One of my recent clients is a musician. When he talked about his music he was very happy. But when I asked him how often he played his guitars and wrote music, he'd lose his energy and look down and mumble. I told him, "That's where we're starting." He looked a little panicked. I try to find the room the person least wants to work in because that's the heart of the matter. Once taken care of, the rest follows through.

He followed behind me to his music room. There was no room to walk in there. There were boxes, and guitar cases, and wires and other things taking up all the space. I asked him the last time he went in this room. He couldn't remember. I said, "You really love playing music, but some clutter is keeping you from what you really love to do." He looked vulnerable and his eyes teared up. He said, "I want to get back to it."

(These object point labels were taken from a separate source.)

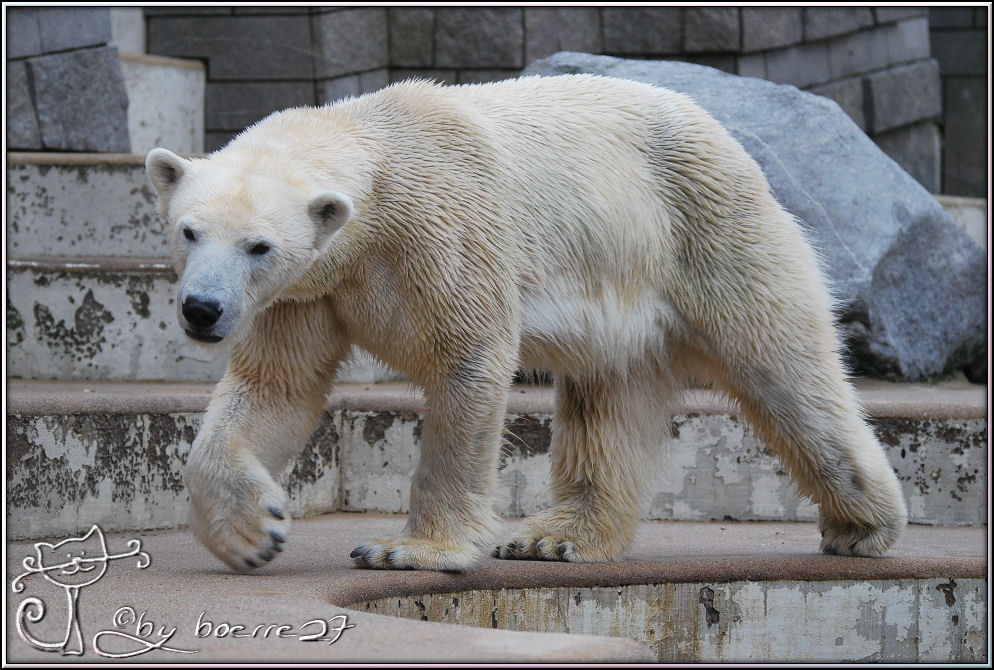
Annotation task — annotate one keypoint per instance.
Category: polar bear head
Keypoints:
(243, 228)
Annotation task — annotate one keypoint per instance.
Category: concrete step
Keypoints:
(686, 592)
(165, 102)
(112, 453)
(112, 319)
(81, 205)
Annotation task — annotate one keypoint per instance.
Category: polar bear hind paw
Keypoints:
(412, 553)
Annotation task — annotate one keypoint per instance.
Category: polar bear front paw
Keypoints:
(242, 520)
(851, 539)
(554, 539)
(553, 547)
(412, 553)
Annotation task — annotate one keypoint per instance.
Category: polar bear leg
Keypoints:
(451, 510)
(605, 437)
(817, 429)
(259, 417)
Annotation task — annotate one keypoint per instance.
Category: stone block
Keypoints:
(491, 37)
(552, 29)
(902, 95)
(917, 149)
(188, 10)
(961, 52)
(823, 22)
(907, 41)
(22, 36)
(66, 28)
(710, 29)
(430, 74)
(802, 65)
(848, 93)
(752, 65)
(965, 140)
(856, 53)
(484, 76)
(950, 17)
(235, 105)
(350, 41)
(770, 27)
(165, 103)
(127, 27)
(22, 125)
(81, 101)
(411, 36)
(891, 14)
(643, 30)
(237, 48)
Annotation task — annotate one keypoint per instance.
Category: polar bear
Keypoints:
(610, 232)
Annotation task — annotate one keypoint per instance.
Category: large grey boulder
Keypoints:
(910, 283)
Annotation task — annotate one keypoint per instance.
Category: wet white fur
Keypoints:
(608, 231)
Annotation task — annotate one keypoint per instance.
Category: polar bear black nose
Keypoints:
(200, 312)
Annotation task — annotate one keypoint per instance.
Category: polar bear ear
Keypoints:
(164, 169)
(329, 211)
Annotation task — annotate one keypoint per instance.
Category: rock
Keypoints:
(909, 281)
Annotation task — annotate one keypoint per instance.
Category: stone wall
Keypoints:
(875, 62)
(959, 40)
(65, 88)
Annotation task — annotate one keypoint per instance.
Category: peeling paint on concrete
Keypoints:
(102, 325)
(125, 472)
(362, 461)
(88, 320)
(779, 621)
(380, 451)
(100, 209)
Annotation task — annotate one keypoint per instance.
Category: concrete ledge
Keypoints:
(314, 578)
(75, 447)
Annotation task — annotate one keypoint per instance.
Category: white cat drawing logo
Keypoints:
(71, 564)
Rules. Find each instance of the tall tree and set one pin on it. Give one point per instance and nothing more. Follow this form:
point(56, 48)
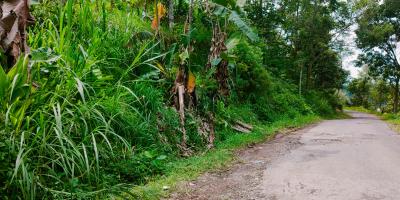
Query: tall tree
point(378, 36)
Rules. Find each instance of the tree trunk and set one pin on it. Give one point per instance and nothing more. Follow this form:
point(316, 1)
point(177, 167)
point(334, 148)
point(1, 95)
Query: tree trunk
point(396, 96)
point(171, 14)
point(309, 75)
point(112, 4)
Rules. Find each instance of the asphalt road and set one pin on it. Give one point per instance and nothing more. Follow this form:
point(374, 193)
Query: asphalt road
point(350, 159)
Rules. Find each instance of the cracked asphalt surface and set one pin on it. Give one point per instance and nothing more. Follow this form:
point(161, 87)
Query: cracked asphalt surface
point(349, 159)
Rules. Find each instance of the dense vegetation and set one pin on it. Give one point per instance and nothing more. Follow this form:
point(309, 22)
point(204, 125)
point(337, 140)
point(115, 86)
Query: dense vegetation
point(378, 32)
point(112, 92)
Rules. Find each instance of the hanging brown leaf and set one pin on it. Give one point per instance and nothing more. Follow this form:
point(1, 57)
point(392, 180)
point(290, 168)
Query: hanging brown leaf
point(191, 83)
point(158, 15)
point(15, 17)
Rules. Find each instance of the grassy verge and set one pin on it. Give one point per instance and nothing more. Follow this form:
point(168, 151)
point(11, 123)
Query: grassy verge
point(220, 157)
point(392, 119)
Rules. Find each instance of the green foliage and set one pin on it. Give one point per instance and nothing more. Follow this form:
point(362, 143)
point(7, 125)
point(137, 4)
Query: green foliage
point(95, 115)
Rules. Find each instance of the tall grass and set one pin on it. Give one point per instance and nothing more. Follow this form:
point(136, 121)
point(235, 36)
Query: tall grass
point(90, 111)
point(95, 117)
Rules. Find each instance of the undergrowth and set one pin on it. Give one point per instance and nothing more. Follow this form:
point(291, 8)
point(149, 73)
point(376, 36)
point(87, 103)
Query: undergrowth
point(96, 117)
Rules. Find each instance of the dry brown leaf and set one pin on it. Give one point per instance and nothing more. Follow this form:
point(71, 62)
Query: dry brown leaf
point(158, 15)
point(15, 17)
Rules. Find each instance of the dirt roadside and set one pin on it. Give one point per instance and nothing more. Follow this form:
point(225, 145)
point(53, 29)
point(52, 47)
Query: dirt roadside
point(240, 180)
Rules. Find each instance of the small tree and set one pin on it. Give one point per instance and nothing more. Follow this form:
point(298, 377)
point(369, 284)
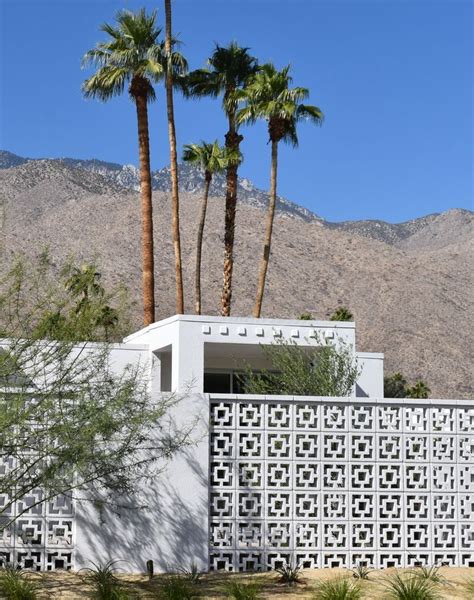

I began questioning all the items in the room. It turns out there were about ten guitars that he'd been wanting to sell for a while, but he hadn't done anything about it. I got him to take all those guitars and put them in the living room. I had him take cell phone photos of the guitars. Then we listed the guitars on a website for musicians. We came back to the room and tossed a lot of old wires and electronics that he no longer needed. He later donated them. We got rid of empty boxes. He kept three guitars, two speakers, some electronics and recording equipment. They were all things that meant something to him now. He looked refreshed. The stagnation was gone.

Now there was a lot more space. I had him plug in his favorite guitar. He was giddy like a little kid. He strapped it on and plugged it in. He jammed. He was ecstatic. He gave himself the space to live the life he loved.